Recently, a colleague and I spoke to a group of IT administrators in Washington, DC. We left our car in a self-park parking lot in which the attendants had everyone leave their keys in their car, in lieu of keeping them on a valet "key board". They seemed to be depending on reasonably honest customers (we were in a secure area past a government checkpoint) and their own memories to ensure no cars were "lost". We returned to find that the parking lot attendants had completely rearranged the vehicles. Since it was a rental car, it was hard to describe the car and therefore hard to find. (By this point you're probably thinking that I've posted to the wrong board or that Intel pays me by the word, but bear with me)
It took a rather lengthy iterative search, but we eventually found the car. As we walked, my colleague and I joked about this as "parking lot virtualization". Our vehicle was moved from one slot to another to better fulfill the changing needs of the parking environment over time. This struck a chord with us, having just been discussing some of the challenges with virtualization.
In the data center, most virtualization suites allow an administrator to manually move a workload from one host to another. This is a very powerful concept - instead of having to negotiate for a 3:00am Sunday morning maintenance window to do preventative hardware maintenance, we can move all of the workloads to another physical machine, perform maintenance during normal working hours, and eventually move the workload back to its original location.

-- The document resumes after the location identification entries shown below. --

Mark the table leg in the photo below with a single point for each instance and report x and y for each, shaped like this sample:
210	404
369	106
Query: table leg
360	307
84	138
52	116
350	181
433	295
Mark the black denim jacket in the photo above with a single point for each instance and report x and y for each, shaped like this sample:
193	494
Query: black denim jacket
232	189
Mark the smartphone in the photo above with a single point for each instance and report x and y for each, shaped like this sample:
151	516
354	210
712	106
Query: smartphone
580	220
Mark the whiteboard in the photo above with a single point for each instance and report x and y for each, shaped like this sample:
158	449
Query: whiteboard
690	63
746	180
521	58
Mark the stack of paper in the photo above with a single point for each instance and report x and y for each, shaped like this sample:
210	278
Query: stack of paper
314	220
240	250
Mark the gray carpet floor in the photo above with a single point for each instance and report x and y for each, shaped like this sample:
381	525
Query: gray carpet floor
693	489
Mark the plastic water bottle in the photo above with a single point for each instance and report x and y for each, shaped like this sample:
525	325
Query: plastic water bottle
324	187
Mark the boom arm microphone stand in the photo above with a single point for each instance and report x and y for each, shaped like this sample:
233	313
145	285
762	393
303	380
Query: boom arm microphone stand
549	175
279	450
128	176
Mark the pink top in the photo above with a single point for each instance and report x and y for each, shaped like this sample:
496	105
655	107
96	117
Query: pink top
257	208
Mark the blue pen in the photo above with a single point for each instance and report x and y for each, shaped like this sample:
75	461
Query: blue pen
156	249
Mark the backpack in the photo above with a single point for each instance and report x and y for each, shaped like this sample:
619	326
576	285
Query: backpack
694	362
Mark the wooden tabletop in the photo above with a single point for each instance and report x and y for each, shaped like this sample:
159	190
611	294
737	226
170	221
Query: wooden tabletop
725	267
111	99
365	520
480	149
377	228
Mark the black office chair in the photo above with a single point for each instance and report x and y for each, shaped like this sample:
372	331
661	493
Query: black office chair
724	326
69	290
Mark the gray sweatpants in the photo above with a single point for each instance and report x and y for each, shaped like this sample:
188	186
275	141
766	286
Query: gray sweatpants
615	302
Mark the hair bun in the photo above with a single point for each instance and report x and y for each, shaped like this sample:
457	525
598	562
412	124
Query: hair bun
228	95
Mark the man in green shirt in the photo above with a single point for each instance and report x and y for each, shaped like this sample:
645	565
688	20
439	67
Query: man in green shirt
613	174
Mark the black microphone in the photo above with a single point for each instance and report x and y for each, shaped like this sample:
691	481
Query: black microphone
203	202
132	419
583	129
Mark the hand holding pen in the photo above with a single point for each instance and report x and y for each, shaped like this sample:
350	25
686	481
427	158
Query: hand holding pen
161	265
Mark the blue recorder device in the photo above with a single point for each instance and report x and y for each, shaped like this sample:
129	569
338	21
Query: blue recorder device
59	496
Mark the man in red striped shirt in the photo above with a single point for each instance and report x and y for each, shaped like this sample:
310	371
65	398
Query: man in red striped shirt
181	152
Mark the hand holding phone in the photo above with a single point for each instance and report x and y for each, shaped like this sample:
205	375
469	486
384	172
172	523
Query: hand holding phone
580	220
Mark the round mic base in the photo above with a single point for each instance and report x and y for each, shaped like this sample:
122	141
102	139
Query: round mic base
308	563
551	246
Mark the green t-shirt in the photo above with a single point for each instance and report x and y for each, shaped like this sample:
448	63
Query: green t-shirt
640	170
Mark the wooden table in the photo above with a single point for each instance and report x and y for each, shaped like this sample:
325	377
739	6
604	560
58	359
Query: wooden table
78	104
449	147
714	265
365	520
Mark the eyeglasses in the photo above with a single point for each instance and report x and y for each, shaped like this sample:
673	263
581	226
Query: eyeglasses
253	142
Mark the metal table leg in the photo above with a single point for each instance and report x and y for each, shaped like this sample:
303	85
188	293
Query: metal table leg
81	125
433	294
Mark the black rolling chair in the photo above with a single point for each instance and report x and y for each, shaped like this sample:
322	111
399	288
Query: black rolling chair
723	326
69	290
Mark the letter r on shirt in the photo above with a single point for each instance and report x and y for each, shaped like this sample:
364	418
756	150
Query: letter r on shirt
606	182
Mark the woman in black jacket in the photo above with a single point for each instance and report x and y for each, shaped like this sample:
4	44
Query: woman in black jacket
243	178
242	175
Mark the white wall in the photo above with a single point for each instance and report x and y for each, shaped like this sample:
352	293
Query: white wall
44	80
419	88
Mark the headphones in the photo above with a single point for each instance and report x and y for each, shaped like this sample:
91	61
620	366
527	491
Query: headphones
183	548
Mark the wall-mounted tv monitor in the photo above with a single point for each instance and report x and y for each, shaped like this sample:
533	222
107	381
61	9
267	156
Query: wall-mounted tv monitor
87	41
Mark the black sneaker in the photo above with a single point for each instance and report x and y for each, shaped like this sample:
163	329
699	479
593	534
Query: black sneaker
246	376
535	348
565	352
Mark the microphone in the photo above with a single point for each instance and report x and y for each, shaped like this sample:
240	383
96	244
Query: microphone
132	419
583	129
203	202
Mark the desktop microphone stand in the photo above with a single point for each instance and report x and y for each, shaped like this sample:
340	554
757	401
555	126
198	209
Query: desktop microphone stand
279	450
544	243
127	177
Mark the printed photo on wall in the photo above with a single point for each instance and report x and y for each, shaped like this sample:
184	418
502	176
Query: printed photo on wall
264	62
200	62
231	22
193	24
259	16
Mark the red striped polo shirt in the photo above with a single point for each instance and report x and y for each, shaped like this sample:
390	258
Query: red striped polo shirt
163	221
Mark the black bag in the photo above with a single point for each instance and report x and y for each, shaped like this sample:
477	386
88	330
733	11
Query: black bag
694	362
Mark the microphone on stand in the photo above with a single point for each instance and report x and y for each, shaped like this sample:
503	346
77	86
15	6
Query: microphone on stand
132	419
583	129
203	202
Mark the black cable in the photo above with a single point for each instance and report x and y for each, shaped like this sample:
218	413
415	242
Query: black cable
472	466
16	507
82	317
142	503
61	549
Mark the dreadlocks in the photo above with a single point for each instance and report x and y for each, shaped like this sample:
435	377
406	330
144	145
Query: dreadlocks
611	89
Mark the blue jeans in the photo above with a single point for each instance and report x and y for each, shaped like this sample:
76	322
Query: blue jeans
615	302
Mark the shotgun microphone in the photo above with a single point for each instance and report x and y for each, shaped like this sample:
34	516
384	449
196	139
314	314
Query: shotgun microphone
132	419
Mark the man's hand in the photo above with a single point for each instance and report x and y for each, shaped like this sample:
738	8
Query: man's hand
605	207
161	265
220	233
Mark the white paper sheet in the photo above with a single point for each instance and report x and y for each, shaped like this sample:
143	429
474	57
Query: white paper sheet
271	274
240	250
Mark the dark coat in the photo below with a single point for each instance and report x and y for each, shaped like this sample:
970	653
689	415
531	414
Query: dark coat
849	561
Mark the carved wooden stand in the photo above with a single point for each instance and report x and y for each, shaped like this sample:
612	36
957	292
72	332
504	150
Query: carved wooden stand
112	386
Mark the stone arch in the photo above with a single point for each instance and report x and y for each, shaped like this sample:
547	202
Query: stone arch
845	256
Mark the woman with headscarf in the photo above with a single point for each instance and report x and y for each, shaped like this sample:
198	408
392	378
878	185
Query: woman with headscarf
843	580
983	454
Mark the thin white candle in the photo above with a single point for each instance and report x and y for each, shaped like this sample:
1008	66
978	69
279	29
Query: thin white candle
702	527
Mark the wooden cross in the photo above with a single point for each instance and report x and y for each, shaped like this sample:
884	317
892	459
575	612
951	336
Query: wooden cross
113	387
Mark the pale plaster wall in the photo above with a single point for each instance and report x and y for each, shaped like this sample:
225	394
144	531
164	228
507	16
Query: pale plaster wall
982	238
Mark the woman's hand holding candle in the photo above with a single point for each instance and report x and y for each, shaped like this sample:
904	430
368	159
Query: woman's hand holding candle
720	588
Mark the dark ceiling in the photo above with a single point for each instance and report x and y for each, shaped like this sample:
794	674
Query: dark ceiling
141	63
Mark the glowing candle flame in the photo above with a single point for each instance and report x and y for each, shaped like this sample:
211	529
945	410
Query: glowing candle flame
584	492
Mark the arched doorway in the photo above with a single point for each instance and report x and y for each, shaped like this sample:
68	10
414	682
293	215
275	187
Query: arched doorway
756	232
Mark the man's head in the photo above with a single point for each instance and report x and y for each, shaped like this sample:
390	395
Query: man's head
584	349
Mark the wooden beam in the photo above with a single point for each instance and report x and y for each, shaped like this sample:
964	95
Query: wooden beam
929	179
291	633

We can also migrate workloads from a less powerful machine to a newer machine for performance or in order to retire hardware.
Combining this capability with the ability to host multiple workloads on a single piece of hardware, the data center can quickly become very complex. Without a robust database to map workload to physical machine (and vice-versa) or an automated update mechanism to adjust these mappings after a move, we can easily lose track of our services. These mappings are needed in order to answer questions like "host/rack/row/room x went down - what services need to be restarted?"
My colleague noted that ITIL has mature, well-defined mechanisms to deal with many of these types of events. Change orders, maintenance escalations, and configuration databases were all designed with these business processes in mind, albeit at a much slower (and more manual) pace. It would defeat much of the benefit of virtualization if one had to get a signed piece of paper, email approval, or file a trouble ticket in order to offload a workload in response to a failed CPU fan. Instead, we should use policy to anticipate and enact these types of responses. The discipline and rigor of change management is critical within the virtualized data center, but it must be directly encapsulated by our tools in order to be effective. In essence, the CMDB needs to be dynamically updated in order to maintain fidelity to the Data Center's logical state at any given instant.
For those of you who have deployed virtual machines in large-scale production, what techniques have been most successful for managing the chaos of moving services and images? Are you using a glue layer for your legacy CMDB and other management tools, or are you finding it easier to throw them out and depend on the tools provided by your virtualization stack?